Foundation year 1 doctor members of the British Medical Association (BMA) have voted by a huge margin to strike over unemployment and lack of training opportunities.

These doctors have recently graduated from medical school: 97 per cent voted to support strike action. The first strike will run from Friday 14 November until Wednesday 19 November, unless the government resumes talks in good faith.

Not finding work

One-third of all resident doctors (formerly known as doctors in training or junior doctors) surveyed by the BMA in July had been unable to secure substantive or even regular locum work from August onwards. Over half of foundation year 2 doctors (in their second year of residency) could not find work.

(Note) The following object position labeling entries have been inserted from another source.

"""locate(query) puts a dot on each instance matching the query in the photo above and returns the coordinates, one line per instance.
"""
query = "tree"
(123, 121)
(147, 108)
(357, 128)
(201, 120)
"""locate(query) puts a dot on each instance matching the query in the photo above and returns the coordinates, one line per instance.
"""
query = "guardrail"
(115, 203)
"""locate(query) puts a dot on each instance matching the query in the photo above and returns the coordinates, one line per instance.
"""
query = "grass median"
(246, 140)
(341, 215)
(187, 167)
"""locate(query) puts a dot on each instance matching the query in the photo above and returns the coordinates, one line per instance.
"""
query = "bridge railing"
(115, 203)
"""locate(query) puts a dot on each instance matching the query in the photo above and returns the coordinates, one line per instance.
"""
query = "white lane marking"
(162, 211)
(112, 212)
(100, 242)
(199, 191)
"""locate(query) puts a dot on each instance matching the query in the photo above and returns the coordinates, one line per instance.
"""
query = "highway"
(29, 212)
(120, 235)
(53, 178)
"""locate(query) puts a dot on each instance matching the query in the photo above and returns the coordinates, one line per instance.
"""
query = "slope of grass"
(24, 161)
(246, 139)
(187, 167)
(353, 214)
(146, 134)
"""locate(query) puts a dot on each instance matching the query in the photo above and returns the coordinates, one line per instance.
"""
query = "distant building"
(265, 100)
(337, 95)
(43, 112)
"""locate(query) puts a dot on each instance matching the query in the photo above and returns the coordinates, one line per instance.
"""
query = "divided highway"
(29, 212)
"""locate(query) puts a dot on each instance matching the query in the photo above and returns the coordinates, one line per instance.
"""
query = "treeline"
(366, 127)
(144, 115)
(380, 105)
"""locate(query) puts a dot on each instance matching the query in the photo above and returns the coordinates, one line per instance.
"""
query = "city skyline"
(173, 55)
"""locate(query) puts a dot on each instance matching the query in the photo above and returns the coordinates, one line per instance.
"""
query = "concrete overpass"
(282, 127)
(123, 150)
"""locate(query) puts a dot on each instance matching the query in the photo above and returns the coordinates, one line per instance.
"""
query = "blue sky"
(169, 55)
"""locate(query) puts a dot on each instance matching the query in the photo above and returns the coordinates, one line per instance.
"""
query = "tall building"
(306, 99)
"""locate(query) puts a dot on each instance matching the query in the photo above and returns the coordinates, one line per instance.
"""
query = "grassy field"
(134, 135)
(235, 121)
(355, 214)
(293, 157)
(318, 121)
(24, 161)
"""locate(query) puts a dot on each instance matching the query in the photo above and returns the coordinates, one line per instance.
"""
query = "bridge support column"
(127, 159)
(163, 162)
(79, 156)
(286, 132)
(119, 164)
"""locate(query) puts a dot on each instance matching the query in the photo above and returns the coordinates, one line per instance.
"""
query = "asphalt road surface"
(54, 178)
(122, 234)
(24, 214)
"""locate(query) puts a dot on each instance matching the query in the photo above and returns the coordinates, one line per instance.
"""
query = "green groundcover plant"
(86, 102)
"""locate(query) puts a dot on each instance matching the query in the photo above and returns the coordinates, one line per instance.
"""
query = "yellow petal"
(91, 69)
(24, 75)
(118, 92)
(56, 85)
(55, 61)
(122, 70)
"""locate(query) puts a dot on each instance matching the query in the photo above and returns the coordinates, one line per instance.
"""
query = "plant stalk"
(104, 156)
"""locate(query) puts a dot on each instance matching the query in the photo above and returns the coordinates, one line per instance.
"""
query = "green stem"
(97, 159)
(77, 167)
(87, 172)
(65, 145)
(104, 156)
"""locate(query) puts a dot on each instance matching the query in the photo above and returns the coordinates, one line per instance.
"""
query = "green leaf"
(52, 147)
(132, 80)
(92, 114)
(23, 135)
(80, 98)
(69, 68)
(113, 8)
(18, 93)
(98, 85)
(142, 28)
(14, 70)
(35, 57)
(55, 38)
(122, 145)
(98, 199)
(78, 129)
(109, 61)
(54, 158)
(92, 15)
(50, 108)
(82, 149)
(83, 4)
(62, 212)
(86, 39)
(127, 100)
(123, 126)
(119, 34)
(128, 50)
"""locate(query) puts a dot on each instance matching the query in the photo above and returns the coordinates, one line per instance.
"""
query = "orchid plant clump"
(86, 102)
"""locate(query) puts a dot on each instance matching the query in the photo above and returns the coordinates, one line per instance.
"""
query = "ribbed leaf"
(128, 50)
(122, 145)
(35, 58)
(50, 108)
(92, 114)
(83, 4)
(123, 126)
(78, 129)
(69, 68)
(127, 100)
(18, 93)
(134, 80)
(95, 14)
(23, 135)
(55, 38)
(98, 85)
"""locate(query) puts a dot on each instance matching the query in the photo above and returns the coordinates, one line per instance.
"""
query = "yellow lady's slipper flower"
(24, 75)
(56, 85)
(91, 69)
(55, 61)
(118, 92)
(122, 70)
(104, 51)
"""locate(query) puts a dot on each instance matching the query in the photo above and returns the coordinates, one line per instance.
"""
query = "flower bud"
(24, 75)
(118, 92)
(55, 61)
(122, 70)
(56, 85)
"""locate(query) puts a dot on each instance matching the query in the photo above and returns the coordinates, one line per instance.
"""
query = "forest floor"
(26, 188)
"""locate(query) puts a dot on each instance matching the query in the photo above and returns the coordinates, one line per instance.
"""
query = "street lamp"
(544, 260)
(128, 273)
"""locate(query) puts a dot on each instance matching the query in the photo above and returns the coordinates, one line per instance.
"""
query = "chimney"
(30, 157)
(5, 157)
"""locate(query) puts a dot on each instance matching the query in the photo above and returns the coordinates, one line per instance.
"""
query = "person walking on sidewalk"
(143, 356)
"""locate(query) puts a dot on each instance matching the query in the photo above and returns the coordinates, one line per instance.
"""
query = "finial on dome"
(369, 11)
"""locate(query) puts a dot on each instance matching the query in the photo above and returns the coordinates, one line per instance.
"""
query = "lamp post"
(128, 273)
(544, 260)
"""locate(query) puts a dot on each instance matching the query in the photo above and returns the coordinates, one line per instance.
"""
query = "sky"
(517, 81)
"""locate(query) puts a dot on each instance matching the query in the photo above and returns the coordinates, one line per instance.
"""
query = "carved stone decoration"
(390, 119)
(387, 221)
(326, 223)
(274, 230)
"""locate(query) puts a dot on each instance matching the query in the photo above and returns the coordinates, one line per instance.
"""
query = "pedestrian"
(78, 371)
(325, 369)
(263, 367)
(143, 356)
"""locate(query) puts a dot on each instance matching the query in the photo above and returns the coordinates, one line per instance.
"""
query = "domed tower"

Around 30,000 doctors have to compete for just 10,000 places in the first round of specialty training, NHS England figures show. In psychiatry, the worst affected specialty, more than 10,000 doctors applied for 500 places. And in general practice five doctors apply for every general practitioner training post.

Demand up

Patient demand for GP appointments and other services continues to rise. Yet the government has committed to provide only 1,000 more training places across all specialities under the NHS Ten Year plan.

The newly elected Chair of the BMA’s Resident Doctors Committee, Jack Fletcher, said, “Patients need doctors to have jobs. Doctors need to know they will have jobs. And they need to know they will be paid what they’re worth.”

Only capitalism could engineer a situation where high patient demand coexists with high doctor unemployment.

• A shorter, edited version of this article appears in the November/December 2025 issue of Workers magazine.